I'm trying to get the Riemann tensor with four covariant indices from the standard form given by,
$$R^l_{ikj}=\Gamma^l_{ij,k}-\Gamma^l_{ik,j}+\Gamma^m_{ij}\Gamma^l_{mk}-\Gamma^m_{ik}\Gamma^l_{mj}$$
Contracting with the metric, we have
$$R_{likj}=g_{ls}R^s_{ijk}=g_{ls}(\Gamma^s_{ij,k}-\Gamma^s_{ik,j}+\Gamma^m_{ij}\Gamma^s_{mk}-\Gamma^m_{ik}\Gamma^s_{mj})$$
Using the identity
$$g_{ls}\Gamma^s_{ij,k}=\Gamma_{ijl,k}-\Gamma^s_{ij}(\Gamma_{lks}+\Gamma_{skl})$$
it becomes
$$R_{likj}=\Gamma_{ijl,k}-\Gamma_{ikl,j}-\Gamma^s_{ij}(\Gamma_{lks}+\Gamma_{skl})+\Gamma^s_{ik}(\Gamma_{ljs}+\Gamma_{sjl})+\Gamma^m_{ij}\Gamma_{lmk}-\Gamma^m_{ik}\Gamma_{lmj}$$
I should arrive to,
$$R_{likj}=\Gamma_{ijl,k}-\Gamma_{ikl,j}+\Gamma^m_{ik}\Gamma_{ljm}-\Gamma^m_{ij}\Gamma_{lkm}$$
as given here: https://www.cmu.edu/biolphys/deserno/pdf/diff_geom.pdf
However, I have no idea on how to combine the last four terms to give this, as I already have the first two terms. I've checked several pages here and on the web but so far I haven't found any proper proof using only indices. I've checked the following pages:
Deriving Riemann tensor with four lower indices
https://www.zweigmedia.com/diff_geom/Sec10.html
https://www.youtube.com/watch?v=UVBxE4IJKHs
https://physics.stackexchange.com/questions/378009/lower-raising-riemann-curvature-tensor
https://physics.stackexchange.com/questions/485583/lowering-index-of-riemann- tensor
What is the definition of $R_{ijkl}$ in terms of metrics on a manifold?

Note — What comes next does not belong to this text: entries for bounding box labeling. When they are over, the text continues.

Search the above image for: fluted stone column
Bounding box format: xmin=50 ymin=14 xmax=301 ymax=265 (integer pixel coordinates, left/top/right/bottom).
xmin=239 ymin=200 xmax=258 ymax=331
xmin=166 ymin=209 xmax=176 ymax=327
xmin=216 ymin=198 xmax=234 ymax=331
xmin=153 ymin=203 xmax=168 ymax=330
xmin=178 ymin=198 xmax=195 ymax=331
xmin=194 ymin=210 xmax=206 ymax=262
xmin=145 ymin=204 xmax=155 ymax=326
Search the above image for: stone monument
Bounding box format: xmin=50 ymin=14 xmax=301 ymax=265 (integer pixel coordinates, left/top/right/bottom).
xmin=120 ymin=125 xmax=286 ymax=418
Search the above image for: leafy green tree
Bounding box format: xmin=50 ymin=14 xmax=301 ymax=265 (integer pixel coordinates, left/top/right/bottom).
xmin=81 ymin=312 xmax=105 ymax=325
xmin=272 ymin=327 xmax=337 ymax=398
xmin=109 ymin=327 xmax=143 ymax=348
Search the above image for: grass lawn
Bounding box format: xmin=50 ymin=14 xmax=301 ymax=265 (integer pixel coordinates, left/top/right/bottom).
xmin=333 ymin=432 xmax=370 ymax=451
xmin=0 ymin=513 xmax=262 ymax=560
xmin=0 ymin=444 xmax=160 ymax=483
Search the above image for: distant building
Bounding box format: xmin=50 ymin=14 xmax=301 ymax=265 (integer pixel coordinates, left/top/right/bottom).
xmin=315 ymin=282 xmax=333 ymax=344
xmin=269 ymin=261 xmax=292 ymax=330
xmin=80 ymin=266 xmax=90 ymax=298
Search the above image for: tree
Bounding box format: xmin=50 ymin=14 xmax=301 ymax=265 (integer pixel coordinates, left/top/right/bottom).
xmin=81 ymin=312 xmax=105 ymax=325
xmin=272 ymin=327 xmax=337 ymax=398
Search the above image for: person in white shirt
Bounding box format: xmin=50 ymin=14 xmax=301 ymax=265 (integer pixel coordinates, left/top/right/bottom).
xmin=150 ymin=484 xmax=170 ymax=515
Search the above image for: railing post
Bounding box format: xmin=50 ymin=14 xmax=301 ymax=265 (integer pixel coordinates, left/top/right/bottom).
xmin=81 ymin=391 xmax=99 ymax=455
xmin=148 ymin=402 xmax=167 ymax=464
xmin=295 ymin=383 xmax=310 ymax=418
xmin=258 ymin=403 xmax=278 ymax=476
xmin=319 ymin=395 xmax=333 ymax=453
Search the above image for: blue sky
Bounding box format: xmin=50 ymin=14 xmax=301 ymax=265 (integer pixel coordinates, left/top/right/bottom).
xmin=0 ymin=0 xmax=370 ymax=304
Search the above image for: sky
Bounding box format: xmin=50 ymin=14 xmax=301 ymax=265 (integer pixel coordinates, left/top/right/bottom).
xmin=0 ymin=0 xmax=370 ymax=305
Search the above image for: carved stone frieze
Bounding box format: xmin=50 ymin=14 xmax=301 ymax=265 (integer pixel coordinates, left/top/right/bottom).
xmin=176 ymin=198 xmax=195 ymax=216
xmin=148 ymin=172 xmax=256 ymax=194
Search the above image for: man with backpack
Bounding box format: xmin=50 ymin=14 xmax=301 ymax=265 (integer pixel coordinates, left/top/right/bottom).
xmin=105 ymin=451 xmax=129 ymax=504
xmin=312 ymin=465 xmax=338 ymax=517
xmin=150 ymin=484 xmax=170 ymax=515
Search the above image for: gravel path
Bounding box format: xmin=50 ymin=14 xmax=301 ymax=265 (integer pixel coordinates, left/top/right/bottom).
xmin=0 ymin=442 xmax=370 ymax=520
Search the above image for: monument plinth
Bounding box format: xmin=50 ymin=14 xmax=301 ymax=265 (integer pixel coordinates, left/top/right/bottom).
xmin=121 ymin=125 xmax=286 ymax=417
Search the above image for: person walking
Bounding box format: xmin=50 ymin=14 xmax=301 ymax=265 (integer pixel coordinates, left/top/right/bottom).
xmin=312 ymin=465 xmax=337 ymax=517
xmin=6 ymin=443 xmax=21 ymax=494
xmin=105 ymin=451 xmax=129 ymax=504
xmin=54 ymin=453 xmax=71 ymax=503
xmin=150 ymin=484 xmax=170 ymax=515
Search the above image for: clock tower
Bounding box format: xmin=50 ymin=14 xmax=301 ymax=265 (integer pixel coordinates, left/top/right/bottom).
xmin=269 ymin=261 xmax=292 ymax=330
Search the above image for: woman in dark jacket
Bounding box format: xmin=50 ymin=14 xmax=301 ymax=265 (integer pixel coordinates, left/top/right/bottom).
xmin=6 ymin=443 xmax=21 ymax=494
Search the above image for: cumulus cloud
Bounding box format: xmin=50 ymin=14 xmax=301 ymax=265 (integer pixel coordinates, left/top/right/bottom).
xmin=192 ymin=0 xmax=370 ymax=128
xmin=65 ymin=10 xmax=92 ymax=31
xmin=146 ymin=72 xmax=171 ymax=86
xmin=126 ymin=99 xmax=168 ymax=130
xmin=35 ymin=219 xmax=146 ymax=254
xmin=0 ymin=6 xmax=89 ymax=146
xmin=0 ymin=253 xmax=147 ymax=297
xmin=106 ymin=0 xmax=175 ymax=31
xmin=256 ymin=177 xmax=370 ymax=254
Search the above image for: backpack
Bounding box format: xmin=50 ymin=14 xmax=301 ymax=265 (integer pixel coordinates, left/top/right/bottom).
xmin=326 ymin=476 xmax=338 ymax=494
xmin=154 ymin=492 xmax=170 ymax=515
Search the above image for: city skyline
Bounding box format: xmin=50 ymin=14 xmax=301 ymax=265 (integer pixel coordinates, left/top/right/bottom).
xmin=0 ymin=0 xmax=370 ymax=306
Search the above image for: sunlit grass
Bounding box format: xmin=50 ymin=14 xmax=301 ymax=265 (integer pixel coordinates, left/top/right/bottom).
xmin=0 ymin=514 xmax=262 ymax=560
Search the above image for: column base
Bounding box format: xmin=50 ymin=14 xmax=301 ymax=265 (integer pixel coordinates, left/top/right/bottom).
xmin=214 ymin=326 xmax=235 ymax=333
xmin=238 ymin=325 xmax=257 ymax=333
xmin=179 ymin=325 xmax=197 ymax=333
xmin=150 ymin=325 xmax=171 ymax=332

Riemann tensor with all indices lowered on a 2D manifold https://physics.stackexchange.com/questions/484815/indices-of-the-riemann-tensor-of-the-first-kind
I also found someone try a proof here: https://physics.stackexchange.com/questions/309022/covariant-riemann-tensor-indices
However, he uses some weird identities such as
$$g_{ij,k}=\Gamma_{kij}+\Gamma_{kji}$$
which is false, since we can directly proof that,
$$\Gamma_{kij}+\Gamma_{kji}=g_{ki,j}+g_{kj,i}-g_{ij,k}$$
I really appreciate any help, I've been trying to prove this for over a month now, so this is my last resource.
Edit: one can also find this formula in Wikipedia (https://en.wikipedia.org/wiki/List_of_formulas_in_Riemannian_geometry) as:
$$R_{ilkm}=\frac{1}{2}(g_{im,kl}+g_{kl,im}-g_{il,km}-g_{km,il})-g_{np}(\Gamma^n_{kl}\Gamma^p_{im}-\Gamma^n_{km}\Gamma^p_{il})$$
which is analogous to the one shown above, just with an added metric tensor to have mixed indices in the Christoffel symbols (the expansion in terms of the metric tensor follows trivially from expanding the first two terms of Christoffel symbols with derivatives).